Poland may be playing an incredibly smart hand here. Their allies in the European Union and NATO know that Poland and Lithuania have been the most aggressive in defending the New Ukraine. These countries also know Russian political technologies better, or, at least, have the least stomach for them. Those NATO countries bordering Ukraine should invoke Article 4 to prepare for war in case Russia has a hard time stopping when it decides Crimea is not enough. Ukraine’s NATO neighbors should also prepare for war to move those allies still mired in Putin’s reality to more aggressive non-military actions.
It has been repeated time and again by commentators. Impose sanctions now. Focus on Russia’s ruling class, and not just the men with their hands on the triggers and on the gas meters. Yes, freeze their accounts in Western banks, but also deny them and their families the visas that enable them to travel to this decadent Europe they so disdain in their public pronouncements, and so love in their private moments.
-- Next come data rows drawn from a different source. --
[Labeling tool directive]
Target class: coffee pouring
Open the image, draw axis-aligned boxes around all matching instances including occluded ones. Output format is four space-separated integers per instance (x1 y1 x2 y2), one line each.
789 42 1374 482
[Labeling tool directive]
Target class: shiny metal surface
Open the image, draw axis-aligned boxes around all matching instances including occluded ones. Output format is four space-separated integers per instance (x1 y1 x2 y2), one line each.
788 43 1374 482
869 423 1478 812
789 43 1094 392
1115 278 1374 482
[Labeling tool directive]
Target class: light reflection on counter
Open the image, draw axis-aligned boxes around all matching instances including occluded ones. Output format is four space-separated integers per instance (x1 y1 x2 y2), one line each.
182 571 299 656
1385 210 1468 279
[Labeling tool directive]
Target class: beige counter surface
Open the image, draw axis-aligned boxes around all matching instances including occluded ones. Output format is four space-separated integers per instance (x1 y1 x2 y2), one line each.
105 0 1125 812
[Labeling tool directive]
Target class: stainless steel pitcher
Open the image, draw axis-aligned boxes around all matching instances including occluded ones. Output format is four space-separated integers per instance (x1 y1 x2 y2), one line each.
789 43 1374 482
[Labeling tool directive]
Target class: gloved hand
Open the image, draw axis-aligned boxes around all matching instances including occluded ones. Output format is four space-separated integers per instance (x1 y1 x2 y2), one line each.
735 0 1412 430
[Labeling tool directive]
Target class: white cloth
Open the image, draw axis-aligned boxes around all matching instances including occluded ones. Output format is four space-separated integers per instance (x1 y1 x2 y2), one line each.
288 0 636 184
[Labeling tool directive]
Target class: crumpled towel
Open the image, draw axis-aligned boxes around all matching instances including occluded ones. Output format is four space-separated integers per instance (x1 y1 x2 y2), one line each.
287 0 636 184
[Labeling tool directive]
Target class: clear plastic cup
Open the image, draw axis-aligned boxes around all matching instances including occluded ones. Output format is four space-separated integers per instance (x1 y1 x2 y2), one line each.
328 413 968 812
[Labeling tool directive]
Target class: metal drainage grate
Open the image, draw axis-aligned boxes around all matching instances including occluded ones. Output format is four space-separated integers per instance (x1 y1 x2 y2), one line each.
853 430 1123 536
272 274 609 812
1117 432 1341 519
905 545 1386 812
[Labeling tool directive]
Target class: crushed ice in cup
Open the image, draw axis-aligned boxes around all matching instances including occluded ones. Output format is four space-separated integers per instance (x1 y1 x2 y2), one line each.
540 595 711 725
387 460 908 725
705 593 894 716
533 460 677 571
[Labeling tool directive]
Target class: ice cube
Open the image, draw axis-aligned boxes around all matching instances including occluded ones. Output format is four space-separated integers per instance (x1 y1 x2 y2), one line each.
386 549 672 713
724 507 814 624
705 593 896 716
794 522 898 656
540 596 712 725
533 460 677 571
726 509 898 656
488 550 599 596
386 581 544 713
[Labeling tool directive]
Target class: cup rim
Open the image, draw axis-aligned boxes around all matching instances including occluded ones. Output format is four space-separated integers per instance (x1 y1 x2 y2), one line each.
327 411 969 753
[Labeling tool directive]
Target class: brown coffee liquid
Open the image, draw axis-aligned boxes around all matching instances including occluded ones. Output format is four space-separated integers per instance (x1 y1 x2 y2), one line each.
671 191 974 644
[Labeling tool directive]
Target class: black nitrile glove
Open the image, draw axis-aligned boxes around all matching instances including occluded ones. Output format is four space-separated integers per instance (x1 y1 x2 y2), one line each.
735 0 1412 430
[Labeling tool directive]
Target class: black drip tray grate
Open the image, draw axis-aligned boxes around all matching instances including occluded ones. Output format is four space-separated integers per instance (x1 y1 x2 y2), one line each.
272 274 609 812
Those sanctions will only reinforce the punishment global markets have already imposed on the Russian economy. Today the ruble declined to its lowest trading value vis-à-vis the dollar ever. Its MICEX index lost more than 10% of its value in a single day. Gazprom stock took an even bigger hit. Those declines could be exacerbated through the rule of law. What would happen if an extensive and systematic investigation of money laundering took place across Europe, with a focus on Russia’s ruling class?
It is said that America should play the lead here. In the absence of leadership from Germany, France, and the United Kingdom, it must. And it should support Poland, Sweden, Lithuania and the other parts of Europe who choose not to be defined by Putin’s reality.
At the same time as political authorities act and markets collapse, its time for the publics of Europe and beyond to show their solidarity with Ukrainians struggling to defend their nation from invasion, and with Russians who struggle to save their nation from war’s destruction.
I admire those courageous Russians who dare protest Putin’s war. The demonstrations protesting this war in Russia are not overwhelming, but they are incredibly brave. They coordinate, in part, with a hashtag circulating in Russia:
# нетвойне, or No to War. There is some people to people diplomacy going on that is pretty compelling too. Ukrainian students communicate directly to Russian students in this YouTube video: “We ask you to tell your leaders not to kill us.”
I also admire those Ukrainians who are now prepared to defend their nation. I admire their bravery, but I also admire their savvy. I admire their social media publicizing all of Putin’s lies, and I admire their willingness to sign up to fight Putin’s aggression. But they cannot win by themselves. And I pray that they don’t have to fight any more.
One might hope that demonstrations will grow as the costs of this criminal aggression in Ukraine become more apparent to the Russian public. One might hope that Russia’s oligarchs will recognize the risk Putin’s reckless intervention puts to the entire Russian economy, and to their way of life, and do something about it. But all of that depends on real solidarity with the New Ukraine, with that society whose virtues were so evidently being born on EuroMaidan. It depends on the European Union and NATO finding common voice in severe sanctions. We can’t risk war. But we should prepare for it. If Putin’s reality defines the world, we will have to wage it.